An employee stock ownership plan creates a well-defined structure in which your employees gain stock ownership. It also helps you with your financial goals, including a better alignment between your and your staff's financial goals.

Establishing an ESOP

When you set up an ESOP, you establish a trust to act as a separate legal entity to hold shares of company stock. You directly deposit money into the trust, take out a loan to fund it, or use a combination of profit and borrowed money. The trust then purchases a predetermined number of shares directly from the company or buys them back from outside or public buyers.

Once the trust has purchased company shares, it distributes them to employees based on pay grade, length of employment or another equitable formula. Employees generally receive more stock shares as time goes on, much as they do with a regular retirement account that grows with each employer contribution. When the employee leaves or retires, the stock is sold back to the trust. You can then redistribute the shares to other employees or use them as part of your recruitment strategy. Either way, you keep ownership within a core group of employees.
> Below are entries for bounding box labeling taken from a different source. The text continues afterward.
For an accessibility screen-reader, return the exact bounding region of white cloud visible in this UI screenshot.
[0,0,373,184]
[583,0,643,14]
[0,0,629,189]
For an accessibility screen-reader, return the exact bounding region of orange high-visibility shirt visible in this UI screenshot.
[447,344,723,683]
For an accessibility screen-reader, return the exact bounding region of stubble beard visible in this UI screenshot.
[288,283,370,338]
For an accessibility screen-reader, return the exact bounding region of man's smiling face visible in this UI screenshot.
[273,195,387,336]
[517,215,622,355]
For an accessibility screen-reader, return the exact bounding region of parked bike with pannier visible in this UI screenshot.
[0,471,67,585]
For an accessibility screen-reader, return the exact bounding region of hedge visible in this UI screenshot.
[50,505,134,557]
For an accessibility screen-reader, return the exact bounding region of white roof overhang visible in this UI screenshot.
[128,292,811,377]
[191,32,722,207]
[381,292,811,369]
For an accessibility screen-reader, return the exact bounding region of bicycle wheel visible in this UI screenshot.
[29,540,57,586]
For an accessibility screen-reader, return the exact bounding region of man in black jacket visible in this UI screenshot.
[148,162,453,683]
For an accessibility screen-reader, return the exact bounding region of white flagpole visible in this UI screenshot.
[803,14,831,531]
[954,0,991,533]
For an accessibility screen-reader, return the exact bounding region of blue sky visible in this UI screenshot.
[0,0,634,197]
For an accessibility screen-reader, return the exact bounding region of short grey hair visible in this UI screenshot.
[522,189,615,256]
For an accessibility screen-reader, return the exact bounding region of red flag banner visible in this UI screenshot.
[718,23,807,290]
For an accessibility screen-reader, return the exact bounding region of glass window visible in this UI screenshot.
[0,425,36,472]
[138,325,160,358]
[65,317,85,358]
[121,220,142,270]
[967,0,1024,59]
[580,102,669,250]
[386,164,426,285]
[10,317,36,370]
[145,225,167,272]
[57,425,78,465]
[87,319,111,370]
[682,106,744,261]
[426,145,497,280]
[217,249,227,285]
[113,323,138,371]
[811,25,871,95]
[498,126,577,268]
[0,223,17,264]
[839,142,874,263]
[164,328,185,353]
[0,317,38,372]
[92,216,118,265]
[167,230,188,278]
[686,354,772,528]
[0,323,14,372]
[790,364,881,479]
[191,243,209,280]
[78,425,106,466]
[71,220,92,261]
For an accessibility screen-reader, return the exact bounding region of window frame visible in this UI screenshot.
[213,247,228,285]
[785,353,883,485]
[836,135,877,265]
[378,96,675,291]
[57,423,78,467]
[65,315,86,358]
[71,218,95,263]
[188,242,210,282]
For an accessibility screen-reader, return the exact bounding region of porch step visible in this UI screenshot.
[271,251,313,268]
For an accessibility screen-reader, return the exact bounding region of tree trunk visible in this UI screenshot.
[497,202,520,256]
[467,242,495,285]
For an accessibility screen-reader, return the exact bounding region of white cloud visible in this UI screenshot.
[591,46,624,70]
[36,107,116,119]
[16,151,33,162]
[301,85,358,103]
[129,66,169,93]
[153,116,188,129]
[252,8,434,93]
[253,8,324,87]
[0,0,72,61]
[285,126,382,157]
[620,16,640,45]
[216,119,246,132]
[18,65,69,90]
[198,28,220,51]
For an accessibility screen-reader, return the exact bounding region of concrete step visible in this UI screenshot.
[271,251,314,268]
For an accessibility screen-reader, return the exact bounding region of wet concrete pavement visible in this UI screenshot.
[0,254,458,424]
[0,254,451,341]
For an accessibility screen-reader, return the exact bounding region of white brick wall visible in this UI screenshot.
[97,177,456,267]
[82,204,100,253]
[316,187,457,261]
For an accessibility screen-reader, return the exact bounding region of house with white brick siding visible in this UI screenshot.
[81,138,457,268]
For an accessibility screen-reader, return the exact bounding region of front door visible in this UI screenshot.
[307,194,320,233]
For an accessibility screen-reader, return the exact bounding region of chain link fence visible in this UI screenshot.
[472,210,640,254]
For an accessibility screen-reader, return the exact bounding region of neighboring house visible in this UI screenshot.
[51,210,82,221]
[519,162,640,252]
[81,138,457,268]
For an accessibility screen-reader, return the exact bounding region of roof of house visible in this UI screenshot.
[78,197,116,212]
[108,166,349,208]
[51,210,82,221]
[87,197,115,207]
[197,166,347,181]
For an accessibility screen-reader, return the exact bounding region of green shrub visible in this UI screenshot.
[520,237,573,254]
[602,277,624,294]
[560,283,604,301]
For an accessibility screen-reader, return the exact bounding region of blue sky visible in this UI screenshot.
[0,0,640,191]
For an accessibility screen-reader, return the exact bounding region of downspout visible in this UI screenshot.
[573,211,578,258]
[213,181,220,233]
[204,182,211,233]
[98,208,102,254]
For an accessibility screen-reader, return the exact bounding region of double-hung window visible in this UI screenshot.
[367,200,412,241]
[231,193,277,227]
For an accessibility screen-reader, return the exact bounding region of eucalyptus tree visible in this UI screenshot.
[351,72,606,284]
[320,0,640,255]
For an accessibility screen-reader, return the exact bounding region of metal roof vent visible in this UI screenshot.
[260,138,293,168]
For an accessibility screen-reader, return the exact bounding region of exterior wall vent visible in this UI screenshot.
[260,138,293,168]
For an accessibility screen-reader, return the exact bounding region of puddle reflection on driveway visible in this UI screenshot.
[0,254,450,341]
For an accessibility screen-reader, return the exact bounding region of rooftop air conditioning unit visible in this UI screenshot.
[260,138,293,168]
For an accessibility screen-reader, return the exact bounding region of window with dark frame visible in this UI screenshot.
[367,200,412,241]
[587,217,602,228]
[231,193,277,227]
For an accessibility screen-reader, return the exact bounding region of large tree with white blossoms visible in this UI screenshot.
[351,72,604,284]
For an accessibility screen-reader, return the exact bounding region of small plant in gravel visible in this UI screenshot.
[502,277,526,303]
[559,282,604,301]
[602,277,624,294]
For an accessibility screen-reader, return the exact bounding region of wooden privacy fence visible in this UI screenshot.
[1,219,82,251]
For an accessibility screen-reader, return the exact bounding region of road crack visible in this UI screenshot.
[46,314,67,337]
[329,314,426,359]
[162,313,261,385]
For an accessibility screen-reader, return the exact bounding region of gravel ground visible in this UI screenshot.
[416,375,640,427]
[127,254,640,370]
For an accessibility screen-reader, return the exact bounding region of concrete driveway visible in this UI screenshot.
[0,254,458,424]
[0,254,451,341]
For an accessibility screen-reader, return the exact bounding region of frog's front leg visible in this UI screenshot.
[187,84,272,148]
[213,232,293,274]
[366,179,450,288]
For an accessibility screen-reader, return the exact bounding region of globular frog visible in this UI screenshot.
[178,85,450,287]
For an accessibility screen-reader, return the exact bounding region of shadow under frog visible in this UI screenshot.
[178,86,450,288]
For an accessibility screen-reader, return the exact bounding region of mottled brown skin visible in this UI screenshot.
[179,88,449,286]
An ESOP also allows you to redistribute the voting shares that control your business; in this way, you can decide whether and when you want to put certain types of the company's voting shares into employees' hands.

Benefits to the company

An ESOP may be beneficial to your company in the following ways:

  • Preservation. An ESOP helps ensure your business will continue even after company leadership retires. Further, because employees have a stake in the company's well-being, they're more likely to act for its benefit.
  • Low turnover. Employees and management have a strong reason to stay as the value of their shares increases. This saves you money on recruiting, hiring and training new staff.
  • Tax advantage. Stock contributions to an ESOP are tax-deductible; you can use the resulting increase in cash flow for any company purpose, including issuing new stock. Cash contributions to an ESOP trust can be deducted whether they're used to buy back shares or as cash reserves for future needs. Dividends and loan repayments are tax-deductible too.

Benefits to employees

Employees similarly reap rewards from a company ESOP:

  • Financial planning. An ESOP is a qualified plan, meaning it meets the IRS standards for special tax exemptions and benefits. But unlike with 401(k) plans, employees don't invest their own money. The company invests for them in employer securities.
  • Tax-deferred investing. An ESOP grows tax-free until the shares are bought back at retirement, death or separation from the company. At that time, the participant will be taxed at ordinary income tax rates.
  • Ownership stake. An ESOP gives employees beneficial ownership — a share in the company's growth in value over time.

The IRS has rules about contribution limits, vesting requirements and administration. Familiarize yourself with these requirements to limit your liability and make sure the tax information you receive is legally up to date. Consulting with your financial advisers will ensure you remain compliant and receive ongoing support for the plan.